Depuis février, cinq chars Abrams auraient été détruits par l'armée russe sur le front ukrainien.
Une mauvaise nouvelle pour Kiev, qui en avait reçu 31.
Pour éviter de nouvelles pertes, Washington a décidé de les retirer des combats.

Les chars américains Abrams livrés à Kiev "brûleront". C'était la promesse formulée en septembre dernier par Moscou, dès le lendemain de l'arrivée de ces engins sur le champ de bataille ukrainien. Sept mois plus tard, difficile de donner tort aux Russes. Washington a en effet décidé de retirer ces chars des combats.
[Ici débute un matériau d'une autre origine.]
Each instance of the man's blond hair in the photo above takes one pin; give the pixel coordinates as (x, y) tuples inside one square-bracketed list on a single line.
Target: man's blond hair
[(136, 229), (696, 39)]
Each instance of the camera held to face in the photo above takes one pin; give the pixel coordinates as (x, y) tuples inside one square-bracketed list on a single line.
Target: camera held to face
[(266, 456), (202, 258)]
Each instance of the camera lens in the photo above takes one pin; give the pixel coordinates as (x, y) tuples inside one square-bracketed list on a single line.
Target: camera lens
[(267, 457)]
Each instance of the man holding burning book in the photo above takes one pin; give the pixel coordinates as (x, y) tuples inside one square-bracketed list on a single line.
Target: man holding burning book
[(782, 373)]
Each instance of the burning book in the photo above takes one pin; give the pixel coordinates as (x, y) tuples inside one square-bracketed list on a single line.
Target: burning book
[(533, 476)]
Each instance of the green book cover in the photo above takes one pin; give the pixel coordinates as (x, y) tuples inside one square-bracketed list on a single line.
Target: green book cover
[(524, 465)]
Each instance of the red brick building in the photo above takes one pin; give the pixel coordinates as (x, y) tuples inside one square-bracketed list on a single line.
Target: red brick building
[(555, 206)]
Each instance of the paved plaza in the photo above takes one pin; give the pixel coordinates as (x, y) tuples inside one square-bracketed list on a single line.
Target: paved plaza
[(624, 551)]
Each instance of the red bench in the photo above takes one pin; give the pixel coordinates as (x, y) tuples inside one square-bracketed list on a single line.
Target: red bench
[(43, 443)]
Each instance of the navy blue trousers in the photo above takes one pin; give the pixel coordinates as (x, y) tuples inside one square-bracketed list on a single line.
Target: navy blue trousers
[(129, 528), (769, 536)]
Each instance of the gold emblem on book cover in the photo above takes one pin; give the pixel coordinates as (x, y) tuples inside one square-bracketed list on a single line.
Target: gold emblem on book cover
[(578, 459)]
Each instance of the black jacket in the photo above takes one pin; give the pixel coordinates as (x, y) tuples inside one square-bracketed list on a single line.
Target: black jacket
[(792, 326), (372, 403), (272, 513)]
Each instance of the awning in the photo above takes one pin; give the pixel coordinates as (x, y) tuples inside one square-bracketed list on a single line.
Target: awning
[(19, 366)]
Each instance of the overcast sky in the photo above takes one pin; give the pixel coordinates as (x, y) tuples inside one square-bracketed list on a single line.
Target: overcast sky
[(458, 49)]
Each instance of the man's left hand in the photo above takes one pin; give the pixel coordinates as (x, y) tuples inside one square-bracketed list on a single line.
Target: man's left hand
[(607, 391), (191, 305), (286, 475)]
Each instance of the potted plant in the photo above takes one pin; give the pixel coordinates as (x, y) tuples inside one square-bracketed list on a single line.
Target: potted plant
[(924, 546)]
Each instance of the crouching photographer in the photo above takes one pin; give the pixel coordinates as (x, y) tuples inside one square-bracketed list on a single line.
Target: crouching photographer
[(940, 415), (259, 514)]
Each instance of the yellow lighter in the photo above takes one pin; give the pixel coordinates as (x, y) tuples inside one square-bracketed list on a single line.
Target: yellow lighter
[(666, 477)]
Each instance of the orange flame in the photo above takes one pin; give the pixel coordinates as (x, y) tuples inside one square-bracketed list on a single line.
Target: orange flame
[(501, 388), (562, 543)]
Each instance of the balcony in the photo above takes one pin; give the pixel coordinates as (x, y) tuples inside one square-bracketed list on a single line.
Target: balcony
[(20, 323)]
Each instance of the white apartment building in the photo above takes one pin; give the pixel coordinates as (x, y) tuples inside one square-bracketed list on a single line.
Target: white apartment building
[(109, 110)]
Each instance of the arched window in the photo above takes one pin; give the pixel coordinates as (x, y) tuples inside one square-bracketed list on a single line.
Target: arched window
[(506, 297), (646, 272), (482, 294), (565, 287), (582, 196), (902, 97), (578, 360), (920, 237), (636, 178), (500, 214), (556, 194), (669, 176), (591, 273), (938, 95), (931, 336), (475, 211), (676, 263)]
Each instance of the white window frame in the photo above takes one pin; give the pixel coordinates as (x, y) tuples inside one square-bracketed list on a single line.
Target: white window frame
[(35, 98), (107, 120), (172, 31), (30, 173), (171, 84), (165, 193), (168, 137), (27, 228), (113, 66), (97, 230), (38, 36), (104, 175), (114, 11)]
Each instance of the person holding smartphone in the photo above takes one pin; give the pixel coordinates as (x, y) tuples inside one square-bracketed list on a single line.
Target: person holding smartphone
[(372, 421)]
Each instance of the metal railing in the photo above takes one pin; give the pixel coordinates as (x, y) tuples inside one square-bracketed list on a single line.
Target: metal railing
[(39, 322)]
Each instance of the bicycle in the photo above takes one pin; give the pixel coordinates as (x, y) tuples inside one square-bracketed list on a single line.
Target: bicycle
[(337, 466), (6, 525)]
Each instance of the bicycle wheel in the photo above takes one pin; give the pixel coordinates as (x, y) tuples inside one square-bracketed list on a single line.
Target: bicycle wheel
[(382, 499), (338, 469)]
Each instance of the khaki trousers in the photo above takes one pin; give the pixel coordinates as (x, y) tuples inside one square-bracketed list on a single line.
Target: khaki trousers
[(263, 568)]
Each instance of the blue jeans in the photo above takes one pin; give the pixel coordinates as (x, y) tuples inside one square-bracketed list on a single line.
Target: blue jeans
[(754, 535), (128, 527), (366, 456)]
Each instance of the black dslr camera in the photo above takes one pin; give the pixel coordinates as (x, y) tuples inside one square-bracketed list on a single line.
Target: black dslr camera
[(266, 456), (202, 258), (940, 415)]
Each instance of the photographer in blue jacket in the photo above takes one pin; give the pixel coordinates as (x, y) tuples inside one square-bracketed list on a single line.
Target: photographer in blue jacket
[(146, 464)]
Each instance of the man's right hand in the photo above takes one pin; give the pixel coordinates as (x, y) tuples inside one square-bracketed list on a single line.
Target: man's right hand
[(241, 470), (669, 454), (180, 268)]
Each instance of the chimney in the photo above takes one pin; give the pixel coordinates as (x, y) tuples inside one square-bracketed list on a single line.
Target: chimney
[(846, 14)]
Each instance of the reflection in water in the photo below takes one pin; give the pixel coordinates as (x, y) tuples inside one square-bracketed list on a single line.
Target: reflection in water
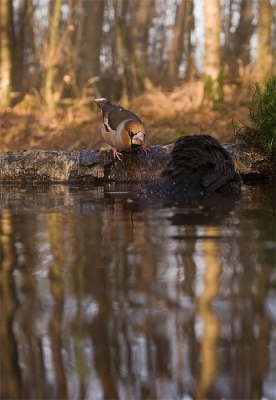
[(107, 297)]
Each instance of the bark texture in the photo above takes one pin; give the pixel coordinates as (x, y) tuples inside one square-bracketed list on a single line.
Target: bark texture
[(89, 165)]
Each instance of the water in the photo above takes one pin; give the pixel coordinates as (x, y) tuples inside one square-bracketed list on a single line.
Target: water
[(109, 297)]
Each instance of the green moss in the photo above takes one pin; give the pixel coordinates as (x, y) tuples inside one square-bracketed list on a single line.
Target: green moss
[(262, 114)]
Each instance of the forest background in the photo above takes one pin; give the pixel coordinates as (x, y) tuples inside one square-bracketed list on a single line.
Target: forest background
[(185, 66)]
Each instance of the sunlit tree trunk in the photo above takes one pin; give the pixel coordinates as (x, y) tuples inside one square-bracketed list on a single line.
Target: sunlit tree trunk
[(189, 50), (51, 67), (213, 85), (120, 10), (264, 65), (6, 46), (143, 12), (25, 50), (244, 32), (92, 34), (176, 49)]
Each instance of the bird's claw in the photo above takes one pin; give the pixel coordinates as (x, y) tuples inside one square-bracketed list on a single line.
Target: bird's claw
[(143, 150), (117, 154)]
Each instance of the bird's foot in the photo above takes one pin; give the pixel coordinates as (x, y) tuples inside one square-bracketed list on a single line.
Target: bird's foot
[(143, 150), (117, 154)]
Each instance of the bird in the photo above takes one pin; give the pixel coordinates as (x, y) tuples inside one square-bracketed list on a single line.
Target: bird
[(122, 129), (198, 165)]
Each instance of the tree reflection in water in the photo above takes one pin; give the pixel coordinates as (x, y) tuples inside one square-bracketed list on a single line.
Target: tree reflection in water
[(106, 297)]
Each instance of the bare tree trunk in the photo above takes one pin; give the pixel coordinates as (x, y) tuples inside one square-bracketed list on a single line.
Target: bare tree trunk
[(143, 12), (6, 46), (176, 48), (92, 34), (26, 60), (264, 66), (120, 22), (244, 32), (88, 165), (51, 68), (189, 49), (213, 85)]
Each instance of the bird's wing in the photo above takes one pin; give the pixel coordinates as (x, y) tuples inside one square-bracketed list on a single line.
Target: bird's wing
[(114, 115)]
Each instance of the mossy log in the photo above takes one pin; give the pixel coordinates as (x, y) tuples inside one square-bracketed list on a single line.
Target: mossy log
[(90, 165)]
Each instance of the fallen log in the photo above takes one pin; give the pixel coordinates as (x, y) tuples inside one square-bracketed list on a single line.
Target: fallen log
[(90, 165)]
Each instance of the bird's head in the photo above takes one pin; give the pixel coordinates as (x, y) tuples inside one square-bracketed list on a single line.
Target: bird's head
[(132, 134)]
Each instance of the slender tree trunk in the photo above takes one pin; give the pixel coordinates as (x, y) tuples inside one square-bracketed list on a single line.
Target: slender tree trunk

Selon le New York Times, les forces de Kiev ont perdu au moins 5 chars M1A1 depuis février. Trois autres ont été endommagés. Des chiffres lourds de conséquences, car l'Ukraine en avait reçu 31. Il n'en reste ainsi plus que les trois quarts. 

"C'est un échec"

Comment expliquer cette Bérézina ? Selon deux responsables militaires américains sollicités par l'agence Associated Press, les chars de 55 tonnes auraient été touchés par des drones kamikazes de la Russie. Ceux-ci permettent en effet de les atteindre via leur zone sensible : le toit, plus précisément vers le bloc-moteur arrière, et entre la coque et la tourelle. Selon le NYT, il y aura un avant et un après ce conflit, tant les drones sont en train de "réécrire la manière dont [le char de combat] sera utilisé dans les conflits futurs". Le quotidien se demande même s’ils ont "leur place dans la guerre du XXIe siècle".
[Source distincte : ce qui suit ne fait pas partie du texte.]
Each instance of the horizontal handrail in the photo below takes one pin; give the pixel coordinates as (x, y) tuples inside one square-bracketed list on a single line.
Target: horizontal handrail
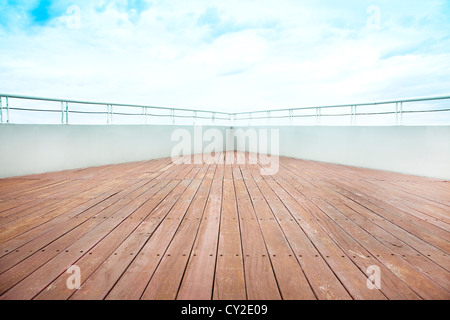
[(228, 119), (351, 104)]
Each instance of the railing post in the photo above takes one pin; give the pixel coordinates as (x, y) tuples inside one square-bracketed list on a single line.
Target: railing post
[(1, 110), (144, 114), (62, 112), (7, 109), (401, 113), (353, 115), (67, 112)]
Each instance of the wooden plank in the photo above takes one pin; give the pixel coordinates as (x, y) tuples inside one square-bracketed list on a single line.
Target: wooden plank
[(123, 278), (354, 280), (290, 278), (229, 282), (198, 280), (321, 277), (43, 276), (98, 254), (166, 280)]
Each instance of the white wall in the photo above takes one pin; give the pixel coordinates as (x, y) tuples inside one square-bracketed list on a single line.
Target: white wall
[(422, 151), (29, 149)]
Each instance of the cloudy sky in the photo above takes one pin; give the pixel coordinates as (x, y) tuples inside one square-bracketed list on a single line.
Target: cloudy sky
[(232, 55)]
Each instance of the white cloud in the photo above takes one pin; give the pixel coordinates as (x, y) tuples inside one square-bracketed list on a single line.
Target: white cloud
[(257, 54)]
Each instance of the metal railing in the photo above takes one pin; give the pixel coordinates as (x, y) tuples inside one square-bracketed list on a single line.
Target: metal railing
[(25, 109)]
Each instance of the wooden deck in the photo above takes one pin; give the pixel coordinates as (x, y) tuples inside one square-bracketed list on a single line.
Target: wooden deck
[(160, 230)]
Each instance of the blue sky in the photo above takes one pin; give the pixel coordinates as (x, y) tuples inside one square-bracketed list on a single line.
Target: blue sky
[(225, 55)]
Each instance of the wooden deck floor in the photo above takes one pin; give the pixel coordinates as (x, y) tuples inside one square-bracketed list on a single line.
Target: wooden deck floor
[(159, 230)]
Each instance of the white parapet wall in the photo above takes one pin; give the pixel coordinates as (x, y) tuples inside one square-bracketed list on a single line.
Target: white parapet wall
[(420, 150), (30, 149)]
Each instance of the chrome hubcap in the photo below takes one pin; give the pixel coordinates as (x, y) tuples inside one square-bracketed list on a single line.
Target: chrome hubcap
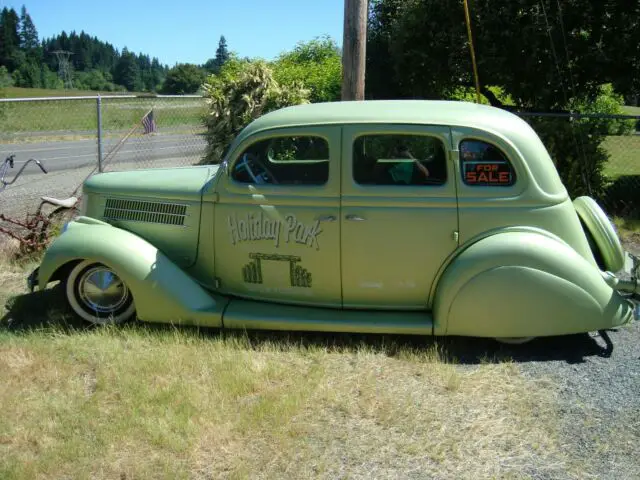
[(102, 291)]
"C'est un échec. Pas celui du char, mais de son emploi, de la doctrine et de la préparation technique", a relevé ce samedi sur LCI Marc Chassillan, ingénieur et expert en système d'armes. Pour ce dernier, le M1 "reste fondamentalement un bon char, qui a des faiblesses comme la fragilité de son moteur (une turbine d'aviation)." "Il est affligé de la même tare que tous les autres chars du champ de bataille, car ils n'ont pas de protection de toit : or tous les drones attaquent cet endroit, le plus faible de la cuirasse."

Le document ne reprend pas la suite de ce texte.